Francesca Morvillo e quell’amore con cui ha saputo reggere il peso della lotta di Giovanni Falcone
Il 23 maggio 1992 Giovanni Falcone, la moglie Francesca Morvillo e tre agenti della scorta persero la vita nella strage di Capaci. Ma chi era davvero Francesca? Non solo la moglie di un uomo che aveva dedicato la sua vita alla lotta contro la mafia, ma una donna forte che ne aveva saputo condividere i fardelli, spinta come lui dall’immenso amore per la giustizia.
A bordo della Croma bianca, il 23 maggio 1992, accanto a Giovanni Falcone c'era anche la moglie Francesca Morvillo. E lì, sull'autostrada A29 Palermo-Trapani nei pressi dello svincolo di Capaci, l'auto dei due giudici si schiantò contro un vero e proprio muro d'asfalto, che lo scoppio di cinquecento chili di tritolo fece sollevare. Sono passati 28 anni da allora, da quella strage in cui persero la vita, non solo Falcone e Morvillo, la sola magistrato donna a morire in un attentato, ma anche gli agenti della scorta Vito Schifani, Rocco Dicillo e Antonio Montinaro.
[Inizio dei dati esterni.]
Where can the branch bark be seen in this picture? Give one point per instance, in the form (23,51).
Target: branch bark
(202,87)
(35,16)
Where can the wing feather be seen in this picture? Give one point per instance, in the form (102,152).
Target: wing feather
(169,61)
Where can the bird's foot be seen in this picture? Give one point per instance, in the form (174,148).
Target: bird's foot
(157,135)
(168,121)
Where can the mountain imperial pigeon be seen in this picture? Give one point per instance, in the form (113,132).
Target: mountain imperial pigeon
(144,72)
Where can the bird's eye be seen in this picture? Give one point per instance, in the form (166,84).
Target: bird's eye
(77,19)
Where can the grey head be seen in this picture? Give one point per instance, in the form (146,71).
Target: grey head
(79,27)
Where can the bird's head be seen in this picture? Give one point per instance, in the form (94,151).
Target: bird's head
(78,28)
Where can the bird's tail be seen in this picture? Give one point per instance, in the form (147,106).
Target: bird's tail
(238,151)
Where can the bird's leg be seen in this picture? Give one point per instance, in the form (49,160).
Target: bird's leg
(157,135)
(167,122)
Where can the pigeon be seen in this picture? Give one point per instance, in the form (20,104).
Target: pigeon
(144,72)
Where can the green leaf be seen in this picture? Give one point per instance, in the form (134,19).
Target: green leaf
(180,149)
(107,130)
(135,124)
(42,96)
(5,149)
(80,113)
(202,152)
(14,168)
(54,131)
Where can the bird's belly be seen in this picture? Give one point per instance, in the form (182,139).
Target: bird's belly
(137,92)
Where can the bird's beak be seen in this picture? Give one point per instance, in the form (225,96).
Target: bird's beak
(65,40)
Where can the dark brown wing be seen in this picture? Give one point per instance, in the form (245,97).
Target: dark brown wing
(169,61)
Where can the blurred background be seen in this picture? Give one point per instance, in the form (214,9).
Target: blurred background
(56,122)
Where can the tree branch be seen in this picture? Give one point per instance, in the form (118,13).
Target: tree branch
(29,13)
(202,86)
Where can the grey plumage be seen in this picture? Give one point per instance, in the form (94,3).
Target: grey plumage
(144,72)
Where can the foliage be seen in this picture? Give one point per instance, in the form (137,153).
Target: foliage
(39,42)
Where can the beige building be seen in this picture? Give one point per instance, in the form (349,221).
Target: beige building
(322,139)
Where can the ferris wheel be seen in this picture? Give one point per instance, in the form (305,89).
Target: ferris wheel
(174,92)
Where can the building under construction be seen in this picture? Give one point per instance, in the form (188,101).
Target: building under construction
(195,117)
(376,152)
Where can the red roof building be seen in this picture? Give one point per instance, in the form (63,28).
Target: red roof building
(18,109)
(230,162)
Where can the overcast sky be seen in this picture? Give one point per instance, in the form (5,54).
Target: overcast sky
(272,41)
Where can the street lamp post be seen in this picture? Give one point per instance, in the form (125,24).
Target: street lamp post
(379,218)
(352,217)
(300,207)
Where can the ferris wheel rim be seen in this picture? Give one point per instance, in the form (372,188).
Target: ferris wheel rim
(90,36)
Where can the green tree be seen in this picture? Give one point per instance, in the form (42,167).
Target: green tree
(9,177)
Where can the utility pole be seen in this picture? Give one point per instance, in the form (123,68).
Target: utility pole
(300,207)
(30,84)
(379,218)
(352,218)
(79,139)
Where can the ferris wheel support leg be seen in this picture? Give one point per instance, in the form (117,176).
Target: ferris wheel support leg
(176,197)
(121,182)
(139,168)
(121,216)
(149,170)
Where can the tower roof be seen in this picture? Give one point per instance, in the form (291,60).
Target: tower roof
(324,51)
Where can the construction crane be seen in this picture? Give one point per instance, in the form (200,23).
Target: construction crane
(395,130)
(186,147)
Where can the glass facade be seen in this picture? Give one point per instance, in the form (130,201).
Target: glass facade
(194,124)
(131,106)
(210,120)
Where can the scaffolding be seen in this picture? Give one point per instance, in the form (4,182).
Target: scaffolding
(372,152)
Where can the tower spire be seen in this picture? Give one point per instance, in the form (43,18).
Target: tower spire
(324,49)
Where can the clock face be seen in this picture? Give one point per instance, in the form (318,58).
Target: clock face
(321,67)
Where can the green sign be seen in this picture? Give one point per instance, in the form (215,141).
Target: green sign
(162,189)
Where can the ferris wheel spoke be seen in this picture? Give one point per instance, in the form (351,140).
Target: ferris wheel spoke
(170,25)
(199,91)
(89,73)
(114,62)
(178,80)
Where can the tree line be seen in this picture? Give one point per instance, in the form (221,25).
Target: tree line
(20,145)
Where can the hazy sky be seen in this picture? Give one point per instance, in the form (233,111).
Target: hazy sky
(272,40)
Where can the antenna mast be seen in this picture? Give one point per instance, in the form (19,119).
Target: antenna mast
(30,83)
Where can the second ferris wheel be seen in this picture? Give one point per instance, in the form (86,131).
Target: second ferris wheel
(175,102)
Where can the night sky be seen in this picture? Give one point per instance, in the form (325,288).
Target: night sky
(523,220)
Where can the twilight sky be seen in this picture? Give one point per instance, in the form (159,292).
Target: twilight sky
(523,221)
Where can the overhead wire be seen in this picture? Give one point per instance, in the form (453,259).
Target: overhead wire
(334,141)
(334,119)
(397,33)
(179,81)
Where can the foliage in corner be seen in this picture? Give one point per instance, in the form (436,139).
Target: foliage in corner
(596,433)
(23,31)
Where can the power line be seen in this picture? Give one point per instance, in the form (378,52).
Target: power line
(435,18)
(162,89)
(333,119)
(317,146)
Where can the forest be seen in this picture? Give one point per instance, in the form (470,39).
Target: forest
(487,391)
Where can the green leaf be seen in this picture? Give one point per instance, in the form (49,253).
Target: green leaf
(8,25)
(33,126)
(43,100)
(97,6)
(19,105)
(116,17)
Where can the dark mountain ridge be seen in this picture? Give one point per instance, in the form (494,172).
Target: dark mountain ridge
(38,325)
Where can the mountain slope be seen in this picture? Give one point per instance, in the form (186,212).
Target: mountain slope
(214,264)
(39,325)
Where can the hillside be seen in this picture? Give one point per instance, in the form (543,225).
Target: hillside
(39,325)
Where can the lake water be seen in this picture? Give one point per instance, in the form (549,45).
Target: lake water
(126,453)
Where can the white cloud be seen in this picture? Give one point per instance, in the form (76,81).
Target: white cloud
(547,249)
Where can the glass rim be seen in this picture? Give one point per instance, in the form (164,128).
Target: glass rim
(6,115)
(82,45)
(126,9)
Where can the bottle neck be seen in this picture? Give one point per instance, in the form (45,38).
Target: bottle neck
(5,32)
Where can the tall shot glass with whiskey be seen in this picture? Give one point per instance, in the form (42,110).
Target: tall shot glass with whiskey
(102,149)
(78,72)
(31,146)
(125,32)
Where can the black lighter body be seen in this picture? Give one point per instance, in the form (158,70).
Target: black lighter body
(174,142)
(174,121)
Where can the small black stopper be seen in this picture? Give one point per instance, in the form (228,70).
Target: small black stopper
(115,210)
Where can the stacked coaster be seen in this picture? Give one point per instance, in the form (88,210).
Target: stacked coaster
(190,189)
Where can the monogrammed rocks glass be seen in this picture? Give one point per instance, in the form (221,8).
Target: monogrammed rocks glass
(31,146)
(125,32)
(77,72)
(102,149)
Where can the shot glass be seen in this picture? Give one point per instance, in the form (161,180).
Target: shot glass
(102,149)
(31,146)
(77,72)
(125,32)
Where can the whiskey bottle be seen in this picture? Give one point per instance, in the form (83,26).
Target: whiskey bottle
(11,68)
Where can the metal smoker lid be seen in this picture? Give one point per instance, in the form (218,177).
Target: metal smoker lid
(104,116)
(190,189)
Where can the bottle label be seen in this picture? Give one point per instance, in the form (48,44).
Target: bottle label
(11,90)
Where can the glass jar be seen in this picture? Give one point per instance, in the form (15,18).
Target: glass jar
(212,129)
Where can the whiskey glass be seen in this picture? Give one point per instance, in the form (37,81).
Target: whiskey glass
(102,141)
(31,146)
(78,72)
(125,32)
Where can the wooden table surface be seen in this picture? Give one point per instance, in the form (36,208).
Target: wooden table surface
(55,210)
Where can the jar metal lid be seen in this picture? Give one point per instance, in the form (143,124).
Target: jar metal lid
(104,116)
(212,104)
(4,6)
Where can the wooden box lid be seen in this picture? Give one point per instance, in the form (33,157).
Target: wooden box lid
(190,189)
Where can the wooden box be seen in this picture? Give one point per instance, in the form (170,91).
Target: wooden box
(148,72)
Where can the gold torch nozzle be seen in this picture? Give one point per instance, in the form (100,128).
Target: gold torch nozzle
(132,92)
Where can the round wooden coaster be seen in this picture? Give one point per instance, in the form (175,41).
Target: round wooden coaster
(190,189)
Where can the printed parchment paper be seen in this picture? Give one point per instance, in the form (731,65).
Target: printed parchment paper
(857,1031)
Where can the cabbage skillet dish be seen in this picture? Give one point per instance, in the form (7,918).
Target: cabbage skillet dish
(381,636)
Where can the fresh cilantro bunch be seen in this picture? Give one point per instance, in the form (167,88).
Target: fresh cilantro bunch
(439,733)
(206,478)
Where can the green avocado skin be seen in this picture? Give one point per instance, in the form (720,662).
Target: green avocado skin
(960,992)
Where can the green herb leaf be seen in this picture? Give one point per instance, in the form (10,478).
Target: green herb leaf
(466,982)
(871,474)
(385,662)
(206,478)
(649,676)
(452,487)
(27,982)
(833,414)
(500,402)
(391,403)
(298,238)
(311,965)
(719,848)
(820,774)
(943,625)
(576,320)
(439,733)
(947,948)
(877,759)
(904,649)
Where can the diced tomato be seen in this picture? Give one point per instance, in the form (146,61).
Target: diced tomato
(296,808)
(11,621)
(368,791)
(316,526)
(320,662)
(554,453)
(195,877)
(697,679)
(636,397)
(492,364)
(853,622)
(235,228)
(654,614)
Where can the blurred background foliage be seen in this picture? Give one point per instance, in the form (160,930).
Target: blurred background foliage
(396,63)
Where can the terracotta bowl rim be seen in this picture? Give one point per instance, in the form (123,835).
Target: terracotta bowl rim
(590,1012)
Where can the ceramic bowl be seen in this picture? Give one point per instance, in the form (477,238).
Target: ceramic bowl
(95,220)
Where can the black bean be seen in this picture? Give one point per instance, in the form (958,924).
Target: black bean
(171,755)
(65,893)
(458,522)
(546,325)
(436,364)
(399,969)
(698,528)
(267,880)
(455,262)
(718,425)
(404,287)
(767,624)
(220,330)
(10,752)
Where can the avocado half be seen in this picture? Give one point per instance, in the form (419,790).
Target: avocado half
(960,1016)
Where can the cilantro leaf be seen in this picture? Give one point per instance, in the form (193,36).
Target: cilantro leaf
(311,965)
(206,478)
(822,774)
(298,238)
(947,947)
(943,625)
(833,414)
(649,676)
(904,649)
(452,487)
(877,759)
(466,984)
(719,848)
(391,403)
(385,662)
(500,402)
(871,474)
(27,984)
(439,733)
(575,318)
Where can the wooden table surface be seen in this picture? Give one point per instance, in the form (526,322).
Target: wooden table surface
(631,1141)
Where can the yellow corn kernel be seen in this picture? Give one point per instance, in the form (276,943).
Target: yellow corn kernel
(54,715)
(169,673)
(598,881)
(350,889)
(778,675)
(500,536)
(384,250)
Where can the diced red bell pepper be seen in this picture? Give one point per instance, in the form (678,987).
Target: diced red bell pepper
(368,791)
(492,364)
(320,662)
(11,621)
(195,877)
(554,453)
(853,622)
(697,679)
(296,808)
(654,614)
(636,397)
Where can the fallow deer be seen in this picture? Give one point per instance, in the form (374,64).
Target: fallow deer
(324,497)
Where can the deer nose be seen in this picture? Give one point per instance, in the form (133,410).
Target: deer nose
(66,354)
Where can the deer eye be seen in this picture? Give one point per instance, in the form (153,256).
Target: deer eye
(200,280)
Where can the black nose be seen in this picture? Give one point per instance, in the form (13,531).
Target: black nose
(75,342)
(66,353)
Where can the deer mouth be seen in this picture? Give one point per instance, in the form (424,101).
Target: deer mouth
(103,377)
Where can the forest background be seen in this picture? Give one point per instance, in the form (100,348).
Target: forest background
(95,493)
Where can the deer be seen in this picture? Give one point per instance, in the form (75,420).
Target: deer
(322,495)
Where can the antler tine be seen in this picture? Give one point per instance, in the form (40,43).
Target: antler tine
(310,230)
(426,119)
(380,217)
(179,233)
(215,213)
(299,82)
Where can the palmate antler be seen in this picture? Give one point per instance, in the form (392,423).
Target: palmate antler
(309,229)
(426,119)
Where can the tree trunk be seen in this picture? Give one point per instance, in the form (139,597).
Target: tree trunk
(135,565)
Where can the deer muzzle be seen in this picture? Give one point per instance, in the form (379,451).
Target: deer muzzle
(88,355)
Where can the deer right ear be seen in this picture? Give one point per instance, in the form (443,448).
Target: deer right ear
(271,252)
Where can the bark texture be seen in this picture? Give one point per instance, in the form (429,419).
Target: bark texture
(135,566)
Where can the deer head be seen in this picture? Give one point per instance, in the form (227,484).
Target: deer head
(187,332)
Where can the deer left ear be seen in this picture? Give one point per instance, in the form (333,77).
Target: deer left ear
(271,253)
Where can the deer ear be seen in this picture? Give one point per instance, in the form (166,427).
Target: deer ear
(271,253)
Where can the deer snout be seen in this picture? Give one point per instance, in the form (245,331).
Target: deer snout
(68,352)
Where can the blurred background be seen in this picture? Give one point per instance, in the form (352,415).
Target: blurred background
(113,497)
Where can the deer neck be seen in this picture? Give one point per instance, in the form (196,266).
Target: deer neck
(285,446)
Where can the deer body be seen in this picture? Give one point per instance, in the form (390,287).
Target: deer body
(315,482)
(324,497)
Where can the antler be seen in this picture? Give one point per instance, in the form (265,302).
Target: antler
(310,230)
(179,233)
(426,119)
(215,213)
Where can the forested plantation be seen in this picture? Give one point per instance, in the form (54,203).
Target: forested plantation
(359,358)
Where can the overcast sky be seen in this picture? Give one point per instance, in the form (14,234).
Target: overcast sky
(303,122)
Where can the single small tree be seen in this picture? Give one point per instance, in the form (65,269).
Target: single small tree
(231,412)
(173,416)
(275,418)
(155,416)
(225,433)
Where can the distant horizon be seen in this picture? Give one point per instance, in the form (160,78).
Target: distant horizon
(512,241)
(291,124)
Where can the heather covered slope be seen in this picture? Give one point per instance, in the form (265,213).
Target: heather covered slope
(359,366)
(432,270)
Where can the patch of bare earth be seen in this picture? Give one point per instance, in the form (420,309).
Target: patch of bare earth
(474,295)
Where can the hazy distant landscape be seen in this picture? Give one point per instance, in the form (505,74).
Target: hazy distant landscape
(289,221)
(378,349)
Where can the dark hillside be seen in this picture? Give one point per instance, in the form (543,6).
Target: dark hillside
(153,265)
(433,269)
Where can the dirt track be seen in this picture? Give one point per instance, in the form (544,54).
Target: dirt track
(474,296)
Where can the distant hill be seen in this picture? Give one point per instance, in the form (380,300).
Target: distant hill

Francesca Morvillo è sempre stata ricordata da tutti come la moglie del magistrato che ha dedicato tutto se stesso alla lotta contro la mafia. Ma lei, che aveva ricoperto il ruolo di giudice al Tribunale di Agrigento, poi quello di sostituto procuratore al Tribunale per i minorenni di Palermo nonché di Consigliere della Corte d'Appello di Palermo, è stata molto di più. Ci è voluto immenso coraggio e risoluto amore nel saper stare accanto a un uomo così, la cui vita era talmente intrecciata al suo lavoro, da non poterlo lasciare fuori dalla porta di casa nemmeno per un giorno solo all'anno.
L'incontro, il loro amore e quella passione condivisa
Si conobbero nel 1979 durante una cena a casa di amici, entrambi con alle spalle due matrimoni finiti. Si innamorarono l'uno dell'altra, così simili, mossi entrambi dalla stessa intensa passione per la giustizia. Non si lasciarono più: arrivarono il Maxiprocesso, i divorzi per entrambi e poi finalmente il matrimonio otto anni dopo. Scelsero di rimanere sempre e soltanto in due, perché come ripeteva Falcone «non si fanno orfani, si fanno figli». Francesca poteva capire le sue parole e i suoi silenzi, ne condivideva il peso delle scelte difficili e gli stava accanto, mai un passo indietro né un passo avanti. Ci vuole immenso coraggio e risoluto amore anche nell'accettare una vita vissuta a metà, con la scorta e quegli attimi privati da rubare, come se nessuno di loro fosse mai stato davvero padrone di se stesso. E Falcone sapeva bene che nessuno, al di fuori di Francesca, avrebbe mai potuto davvero stargli accanto. Nessuno, se non lei, avrebbe mai davvero capito quell'intima devozione alla legge e alla giustizia che lo portava a lavorare a tutte le ore del giorno e della notte.
«Giovanni, amore mio, sei la cosa più bella della mia vita»
Nessuno dei due morì sul colpo alle 17:59 di quel 23 maggio 1993. Furono estratti vivi dalla macchine e portati in ospedale ancora coscienti. «Dov'è Giovanni?», furono le ultime parole pronunciate da Francesca Morvillo, prima di morire come il marito a causa delle gravi emorragie interne riportate. Anni dopo, però, fu trovato un biglietto che lei scrisse per il marito e che lui non riuscì mai a leggere. «Giovanni, amore mio, sei la cosa più bella della mia vita. Sarai sempre dentro di me così come io spero di rimanere viva nel tuo cuore, Francesca». Anni passati a sorreggersi reciprocamente e a camminare l’uno affianco all’altra. Ci vuole smisurato coraggio e risoluto amore anche per condividere i fardelli dell'altro. Sarà stata forse questa la loro vera arma vincente: quattro spalle a reggere la stessa battaglia, per renderla più leggera da sopportare.